Waldkraiburg – „Wir sind sehr weit. Der Umbau läuft weiter. Nicht im Mai, aber wir machen auf“, gibt sich Serhat Yazici kämpferisch.

Im Hotel: Stornierungen im sechsstelligen Eurobereich

Es kommen auch wieder andere Tage, auch wenn es im Moment für die erfolgreichen Gastronomen düster aussieht. Zwei Gäste verloren sich Mitte der Woche noch im Hotel. Stornierungen im sechsstelligen Eurobereich sind zuletzt laut Yazici im Hotelbetrieb aufgelaufen. „Es wird Monate dauern, bis das Hotel wieder voll ist.“

+++

Tipp der Redaktion: Kennen Sie schon unseren kostenlosen Feierabend-Newsletter? Die Top-Themen der Region um 17 Uhr per E-Mail – sauber ausrecherchiert und aufgeschrieben von Ihrer OVB-Redaktion. Jetzt Newsletter ausprobieren!

+++

Bar und Restaurant sind seit einer Woche zu. Der Lieferservice, den die Wirtsfamilie seit einigen Tagen gestartet hat, „ist ein Tropfen auf dem heißen Stein“, Yazici: „Im Normalbetrieb haben wir in einem Monat 230 000 Euro Unkosten.“ Dem steht momentan auf der Einnahmenseite fast nichts gegenüber.

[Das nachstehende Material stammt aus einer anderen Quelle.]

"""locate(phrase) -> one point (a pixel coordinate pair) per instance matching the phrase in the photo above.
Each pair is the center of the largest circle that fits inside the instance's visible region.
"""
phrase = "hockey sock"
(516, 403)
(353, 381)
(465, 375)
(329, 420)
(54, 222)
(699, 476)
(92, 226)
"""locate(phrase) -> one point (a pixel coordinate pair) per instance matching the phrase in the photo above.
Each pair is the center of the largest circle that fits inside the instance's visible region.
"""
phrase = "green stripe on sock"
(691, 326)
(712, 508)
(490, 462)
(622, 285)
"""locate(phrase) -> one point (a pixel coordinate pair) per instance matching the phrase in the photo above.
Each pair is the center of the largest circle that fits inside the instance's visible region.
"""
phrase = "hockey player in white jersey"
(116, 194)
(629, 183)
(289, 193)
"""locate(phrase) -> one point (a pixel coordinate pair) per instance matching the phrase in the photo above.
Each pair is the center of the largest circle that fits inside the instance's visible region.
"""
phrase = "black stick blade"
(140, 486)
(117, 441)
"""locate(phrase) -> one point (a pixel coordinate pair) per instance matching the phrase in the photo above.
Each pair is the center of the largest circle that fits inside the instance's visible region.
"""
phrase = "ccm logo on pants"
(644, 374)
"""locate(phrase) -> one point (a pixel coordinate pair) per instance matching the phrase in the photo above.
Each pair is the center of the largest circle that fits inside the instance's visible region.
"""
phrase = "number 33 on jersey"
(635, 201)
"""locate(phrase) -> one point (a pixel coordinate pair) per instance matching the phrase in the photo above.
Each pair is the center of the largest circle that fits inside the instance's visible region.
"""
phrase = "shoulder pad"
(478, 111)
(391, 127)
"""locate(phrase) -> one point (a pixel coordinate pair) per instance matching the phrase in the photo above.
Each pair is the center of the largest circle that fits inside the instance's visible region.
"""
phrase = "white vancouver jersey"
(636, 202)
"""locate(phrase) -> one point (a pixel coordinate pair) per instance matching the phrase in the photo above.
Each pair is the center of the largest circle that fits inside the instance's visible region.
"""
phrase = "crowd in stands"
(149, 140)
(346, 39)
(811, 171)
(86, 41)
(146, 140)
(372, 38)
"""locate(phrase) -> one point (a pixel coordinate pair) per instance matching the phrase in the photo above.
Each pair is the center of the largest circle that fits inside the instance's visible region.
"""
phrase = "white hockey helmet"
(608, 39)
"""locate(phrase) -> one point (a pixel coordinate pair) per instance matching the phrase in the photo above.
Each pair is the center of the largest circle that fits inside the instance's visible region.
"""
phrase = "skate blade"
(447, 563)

Kurzarbeit-Regelung ist eine große Hilfe

Die staatliche Soforthilfe kann keine Rettung sein. 15 000 Euro könnte das Centrale beantragen. „Das entspricht ungefähr den Personalkosten einer Woche.“Die 40 festangestellten Mitarbeiter sind zur Kurzarbeit angemeldet. „Gut ist, dass auch die Sozialversicherung übernommen wird.“ Alles, was sonst vom Staat angeboten werde, ist aus Sicht Yazicis „keine Hilfe“. Die Stundung von Steuern, günstige staatliche Kredite führen in ein Schuldenloch, „aus dem man nicht mehr herauskommt“, fürchtet er. Er rate jedem, die Unkosten auf ein Minimum zu reduzieren, um nach einem oder zwei Monaten „mit Kraft wieder weiter zu machen“.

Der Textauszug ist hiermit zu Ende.